Ambos estaban prófugos y eran intensamente buscados por la Justicia argentina, que los acusa de ser los responsables de los crímenes de Morena Verdi, Brenda Del Castillo y Lara Gutiérrez.

Según detalló Bullrich en su cuenta de X, el arresto se concretó en la ciudad de Lima, Perú, gracias a un operativo coordinado entre la Policía Nacional de Perú y la Interpol de la Policía Federal Argentina. “Un paso fundamental en la lucha contra el crimen organizado y la búsqueda de justicia para las víctimas”, afirmó la funcionaria.
Según la investigación, Pequeño J sería el cabecilla de una red criminal que operaba en la zona sur del conurbano bonaerense, y Ozorio actuaba como su mano derecha. La banda está señalada como autora intelectual y material de los asesinatos que conmocionaron a la comunidad de Florencio Varela.
Tras el operativo en Lima, se iniciaron los trámites de extradición para que ambos detenidos sean trasladados a la Argentina y respondan ante la Justicia por los delitos que se les imputan.

Abrirán los celulares de los siete detenidos
Los celulares de los siete detenidos por los crímenes de Morena Verdi, Brenda Loreley Del Castillo y Lara Gutiérrez, las tres jóvenes asesinadas en el partido bonaerense de Florencia Varela, serán peritados este viernes, según informaron fuentes del caso a la agencia Noticias Argentinas.
Se trata de los teléfonos de Maximiliano Parra, Magalí Guerrero, Miguel Ángel Villanueva Silva, Daniela Ibarra, Lázaro Víctor Sotacuro, Ariel Giménez y Florencia Ibáñez.
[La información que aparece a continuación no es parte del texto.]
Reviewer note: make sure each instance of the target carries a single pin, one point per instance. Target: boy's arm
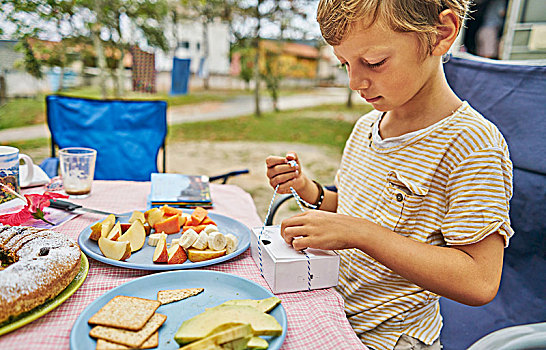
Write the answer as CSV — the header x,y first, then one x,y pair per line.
x,y
469,274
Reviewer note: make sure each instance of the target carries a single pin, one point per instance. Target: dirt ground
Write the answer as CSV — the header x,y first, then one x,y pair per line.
x,y
319,163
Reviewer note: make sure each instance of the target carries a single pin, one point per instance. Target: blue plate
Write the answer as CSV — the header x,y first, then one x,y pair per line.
x,y
219,287
142,259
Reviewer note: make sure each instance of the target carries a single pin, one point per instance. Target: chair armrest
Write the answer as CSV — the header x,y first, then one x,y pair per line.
x,y
226,176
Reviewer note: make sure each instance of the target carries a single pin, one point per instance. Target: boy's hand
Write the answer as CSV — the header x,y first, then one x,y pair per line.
x,y
321,230
281,173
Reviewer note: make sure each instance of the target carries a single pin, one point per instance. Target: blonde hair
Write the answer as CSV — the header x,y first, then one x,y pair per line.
x,y
337,17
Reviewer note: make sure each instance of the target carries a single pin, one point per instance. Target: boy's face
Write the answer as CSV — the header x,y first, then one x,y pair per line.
x,y
384,66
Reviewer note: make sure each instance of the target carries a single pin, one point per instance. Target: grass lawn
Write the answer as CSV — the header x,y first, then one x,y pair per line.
x,y
320,125
26,111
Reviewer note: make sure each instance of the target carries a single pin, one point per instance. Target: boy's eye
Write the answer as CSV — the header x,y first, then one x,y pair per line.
x,y
378,64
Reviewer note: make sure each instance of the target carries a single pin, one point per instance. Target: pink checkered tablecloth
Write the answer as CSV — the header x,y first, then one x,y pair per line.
x,y
316,319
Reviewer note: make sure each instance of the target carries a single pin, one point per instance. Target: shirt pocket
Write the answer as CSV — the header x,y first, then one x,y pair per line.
x,y
399,204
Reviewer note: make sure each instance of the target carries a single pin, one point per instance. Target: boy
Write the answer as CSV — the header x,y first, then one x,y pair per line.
x,y
424,183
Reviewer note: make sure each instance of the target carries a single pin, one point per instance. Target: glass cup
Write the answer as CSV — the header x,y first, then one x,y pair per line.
x,y
77,170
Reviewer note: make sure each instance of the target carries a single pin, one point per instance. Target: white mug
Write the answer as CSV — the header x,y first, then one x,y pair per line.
x,y
9,171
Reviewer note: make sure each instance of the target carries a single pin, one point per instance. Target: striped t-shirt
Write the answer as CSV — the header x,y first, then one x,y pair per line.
x,y
447,184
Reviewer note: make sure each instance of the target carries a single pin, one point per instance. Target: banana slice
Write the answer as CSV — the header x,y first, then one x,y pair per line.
x,y
154,238
210,228
202,241
231,243
188,238
217,241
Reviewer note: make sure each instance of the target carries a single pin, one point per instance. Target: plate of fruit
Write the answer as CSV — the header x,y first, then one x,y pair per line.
x,y
165,238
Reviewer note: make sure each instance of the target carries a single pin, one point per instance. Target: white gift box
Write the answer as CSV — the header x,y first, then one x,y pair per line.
x,y
288,270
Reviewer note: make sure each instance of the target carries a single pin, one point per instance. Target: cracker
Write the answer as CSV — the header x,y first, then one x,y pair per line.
x,y
150,343
125,312
169,296
129,338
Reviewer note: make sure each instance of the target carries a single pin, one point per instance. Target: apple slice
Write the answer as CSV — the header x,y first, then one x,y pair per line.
x,y
96,231
107,225
137,215
161,255
115,233
177,255
195,255
153,216
114,250
136,235
170,211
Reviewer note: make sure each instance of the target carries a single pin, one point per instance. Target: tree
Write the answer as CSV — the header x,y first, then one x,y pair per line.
x,y
33,19
259,14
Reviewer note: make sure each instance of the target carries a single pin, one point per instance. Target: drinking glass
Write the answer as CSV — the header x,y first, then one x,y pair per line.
x,y
77,170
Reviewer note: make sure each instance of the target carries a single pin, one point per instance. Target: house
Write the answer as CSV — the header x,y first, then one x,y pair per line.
x,y
14,81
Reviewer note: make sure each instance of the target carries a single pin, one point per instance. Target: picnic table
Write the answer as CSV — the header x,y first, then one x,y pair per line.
x,y
315,319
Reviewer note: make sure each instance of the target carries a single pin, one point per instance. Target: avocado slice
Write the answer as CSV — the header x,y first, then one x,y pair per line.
x,y
264,305
237,344
218,339
202,325
257,343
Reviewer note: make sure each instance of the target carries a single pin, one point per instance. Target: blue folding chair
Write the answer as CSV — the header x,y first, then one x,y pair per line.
x,y
126,134
513,97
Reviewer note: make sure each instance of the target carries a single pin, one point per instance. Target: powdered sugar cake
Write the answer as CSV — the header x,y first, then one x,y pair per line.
x,y
37,265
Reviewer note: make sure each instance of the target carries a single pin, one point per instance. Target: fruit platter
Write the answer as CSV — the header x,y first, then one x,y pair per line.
x,y
165,238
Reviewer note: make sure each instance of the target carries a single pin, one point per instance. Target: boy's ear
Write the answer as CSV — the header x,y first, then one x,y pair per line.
x,y
447,32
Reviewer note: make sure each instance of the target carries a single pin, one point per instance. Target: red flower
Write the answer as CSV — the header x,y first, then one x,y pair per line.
x,y
34,208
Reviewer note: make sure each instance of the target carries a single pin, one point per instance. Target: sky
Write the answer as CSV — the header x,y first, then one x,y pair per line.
x,y
309,26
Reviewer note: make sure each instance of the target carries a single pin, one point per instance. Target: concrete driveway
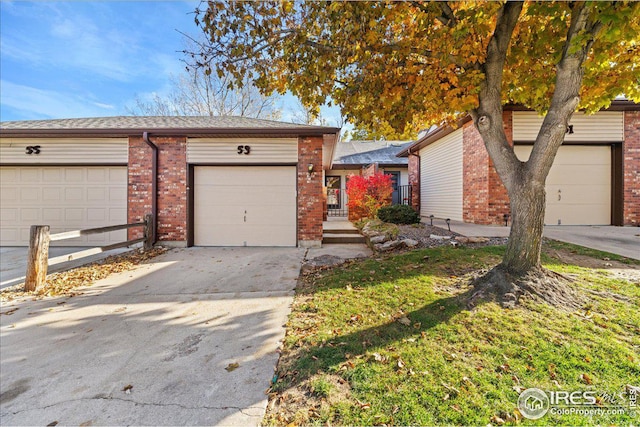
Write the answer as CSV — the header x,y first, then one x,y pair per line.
x,y
168,329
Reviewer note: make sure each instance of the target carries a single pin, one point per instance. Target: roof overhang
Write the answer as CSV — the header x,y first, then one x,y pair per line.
x,y
360,166
442,131
188,132
432,137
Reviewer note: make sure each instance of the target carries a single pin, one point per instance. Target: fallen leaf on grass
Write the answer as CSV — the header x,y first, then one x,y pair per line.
x,y
586,379
497,420
363,405
232,367
405,321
El fiscal Adrián Arribas le informó a la agencia Noticias Argentinas que “en principio la pericia se llevaría a cabo el viernes”.
Además, el funcionario judicial decretó el secreto de sumario durante 48 horas luego de las declaraciones de Sotacuro y su sobrina, quienes fueron trasladados a los penales de Sierra Chica y Magdalena.